Public transit, including light rail transit systems, is becoming more important as mobility, accessibility, and environmental problems are becoming of greater concern in many cities around the world. Trams/streetcars are light rail transit vehicles operating on tracks located in the center lane of the road with general road traffic often using all road lanes including the center lane. Tram operation in such condition is often termed as ‘mixed traffic tram/streetcar operation’ and this type of tram right-of-way (ROW) is classified as ‘Category C type ROW’ (Vuchic, 1981).

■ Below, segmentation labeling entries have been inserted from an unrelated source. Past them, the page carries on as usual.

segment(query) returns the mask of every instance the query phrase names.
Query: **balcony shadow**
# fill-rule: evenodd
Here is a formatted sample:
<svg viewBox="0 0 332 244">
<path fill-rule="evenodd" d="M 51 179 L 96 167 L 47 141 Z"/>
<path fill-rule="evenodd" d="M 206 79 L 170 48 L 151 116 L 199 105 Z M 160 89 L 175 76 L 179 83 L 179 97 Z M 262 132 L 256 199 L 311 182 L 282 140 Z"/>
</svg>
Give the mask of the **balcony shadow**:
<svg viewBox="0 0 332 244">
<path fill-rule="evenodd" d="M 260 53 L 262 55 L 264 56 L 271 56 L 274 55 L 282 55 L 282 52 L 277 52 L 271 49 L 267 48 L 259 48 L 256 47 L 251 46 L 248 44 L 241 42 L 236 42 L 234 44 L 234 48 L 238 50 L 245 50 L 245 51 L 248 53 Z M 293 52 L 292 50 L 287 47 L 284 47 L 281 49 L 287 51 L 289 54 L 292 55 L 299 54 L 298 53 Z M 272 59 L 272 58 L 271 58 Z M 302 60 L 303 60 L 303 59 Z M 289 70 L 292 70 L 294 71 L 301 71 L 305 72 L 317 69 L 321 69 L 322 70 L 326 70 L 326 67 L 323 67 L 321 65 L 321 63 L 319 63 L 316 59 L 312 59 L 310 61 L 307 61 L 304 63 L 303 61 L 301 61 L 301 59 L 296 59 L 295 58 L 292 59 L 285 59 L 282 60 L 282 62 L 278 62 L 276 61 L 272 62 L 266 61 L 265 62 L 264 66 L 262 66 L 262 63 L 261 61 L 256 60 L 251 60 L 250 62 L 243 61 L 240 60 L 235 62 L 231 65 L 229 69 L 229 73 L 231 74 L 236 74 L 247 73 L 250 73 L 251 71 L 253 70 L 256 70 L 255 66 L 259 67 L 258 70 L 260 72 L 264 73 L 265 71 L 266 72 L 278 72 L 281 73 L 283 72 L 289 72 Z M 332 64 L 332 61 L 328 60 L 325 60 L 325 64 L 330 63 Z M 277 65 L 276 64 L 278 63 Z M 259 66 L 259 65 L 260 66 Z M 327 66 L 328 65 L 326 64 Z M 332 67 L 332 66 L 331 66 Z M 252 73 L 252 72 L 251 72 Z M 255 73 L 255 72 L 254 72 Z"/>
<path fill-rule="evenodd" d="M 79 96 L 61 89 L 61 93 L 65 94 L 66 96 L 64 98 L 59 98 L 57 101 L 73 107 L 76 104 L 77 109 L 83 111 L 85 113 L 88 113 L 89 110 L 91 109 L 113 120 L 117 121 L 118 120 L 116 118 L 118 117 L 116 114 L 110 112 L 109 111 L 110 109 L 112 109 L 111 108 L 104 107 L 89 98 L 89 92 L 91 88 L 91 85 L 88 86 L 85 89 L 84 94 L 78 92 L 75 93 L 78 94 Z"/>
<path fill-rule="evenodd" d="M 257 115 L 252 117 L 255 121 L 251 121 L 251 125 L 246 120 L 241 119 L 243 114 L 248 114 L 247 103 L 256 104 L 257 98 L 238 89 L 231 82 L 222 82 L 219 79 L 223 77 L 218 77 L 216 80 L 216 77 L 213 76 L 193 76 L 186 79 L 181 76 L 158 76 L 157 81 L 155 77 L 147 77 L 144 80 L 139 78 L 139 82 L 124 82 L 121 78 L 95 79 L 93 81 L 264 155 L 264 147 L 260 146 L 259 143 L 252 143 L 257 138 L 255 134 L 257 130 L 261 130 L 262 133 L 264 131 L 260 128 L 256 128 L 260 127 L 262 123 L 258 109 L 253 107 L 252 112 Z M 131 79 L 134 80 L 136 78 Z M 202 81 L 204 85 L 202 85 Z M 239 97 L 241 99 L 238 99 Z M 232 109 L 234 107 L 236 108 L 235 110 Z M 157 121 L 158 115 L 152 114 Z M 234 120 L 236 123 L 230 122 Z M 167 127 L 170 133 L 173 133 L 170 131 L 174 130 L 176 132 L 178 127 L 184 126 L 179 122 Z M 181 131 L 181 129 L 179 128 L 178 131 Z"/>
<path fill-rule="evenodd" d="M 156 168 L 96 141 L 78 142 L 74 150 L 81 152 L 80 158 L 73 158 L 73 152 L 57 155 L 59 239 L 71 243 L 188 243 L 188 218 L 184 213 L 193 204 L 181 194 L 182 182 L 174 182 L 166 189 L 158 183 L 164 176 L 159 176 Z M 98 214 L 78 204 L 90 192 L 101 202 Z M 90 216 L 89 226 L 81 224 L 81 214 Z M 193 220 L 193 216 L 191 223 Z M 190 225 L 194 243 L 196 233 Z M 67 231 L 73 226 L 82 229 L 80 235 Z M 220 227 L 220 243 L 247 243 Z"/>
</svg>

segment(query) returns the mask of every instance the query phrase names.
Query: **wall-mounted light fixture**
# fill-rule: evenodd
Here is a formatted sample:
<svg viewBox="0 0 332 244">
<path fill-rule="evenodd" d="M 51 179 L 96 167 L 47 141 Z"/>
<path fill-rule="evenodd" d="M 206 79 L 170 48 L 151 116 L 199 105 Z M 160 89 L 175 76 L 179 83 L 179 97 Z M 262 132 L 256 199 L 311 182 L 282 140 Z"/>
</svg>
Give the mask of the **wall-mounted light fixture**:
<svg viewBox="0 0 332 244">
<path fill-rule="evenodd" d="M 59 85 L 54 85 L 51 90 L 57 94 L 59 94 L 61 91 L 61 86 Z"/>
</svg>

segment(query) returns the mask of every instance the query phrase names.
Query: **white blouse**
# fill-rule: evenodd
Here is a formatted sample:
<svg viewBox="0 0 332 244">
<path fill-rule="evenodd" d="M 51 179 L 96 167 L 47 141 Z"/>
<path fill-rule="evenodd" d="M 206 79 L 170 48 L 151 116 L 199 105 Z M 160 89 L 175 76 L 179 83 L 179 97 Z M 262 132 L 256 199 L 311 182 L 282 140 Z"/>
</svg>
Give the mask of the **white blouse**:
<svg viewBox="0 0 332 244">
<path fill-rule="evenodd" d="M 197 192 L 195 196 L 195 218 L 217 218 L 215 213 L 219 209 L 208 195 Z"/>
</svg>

Safety is a major concern in the design, operation and development of light rail system, especially tram or streetcar systems. Several studies have identified safety concerns for tram systems specially at tram stops under mixed traffic operation as trams, cars, and pedestrians share the same roadway (Korve et al., 1995, Currie and Shalaby, 2007, Korve and Siques, 2000, Naznin et al., 2015). At older type tram stops (e.g. curbside stops, safety zone stops) in mixed traffic conditions, passengers must cross curbside road traffic lanes to access and egress from trams and collisions between general traffic and passengers often take place as a result of such pedestrian movements (Currie and Reynolds, 2010, Association of German Transport, 2000). Platform tram stops are being constructed progressively to replace older design stops (e.g. safety zone stops) to improve disability access and safety for tram passengers in many countries (Currie and Smith, 2006, Toronto Transit Commission, 2003).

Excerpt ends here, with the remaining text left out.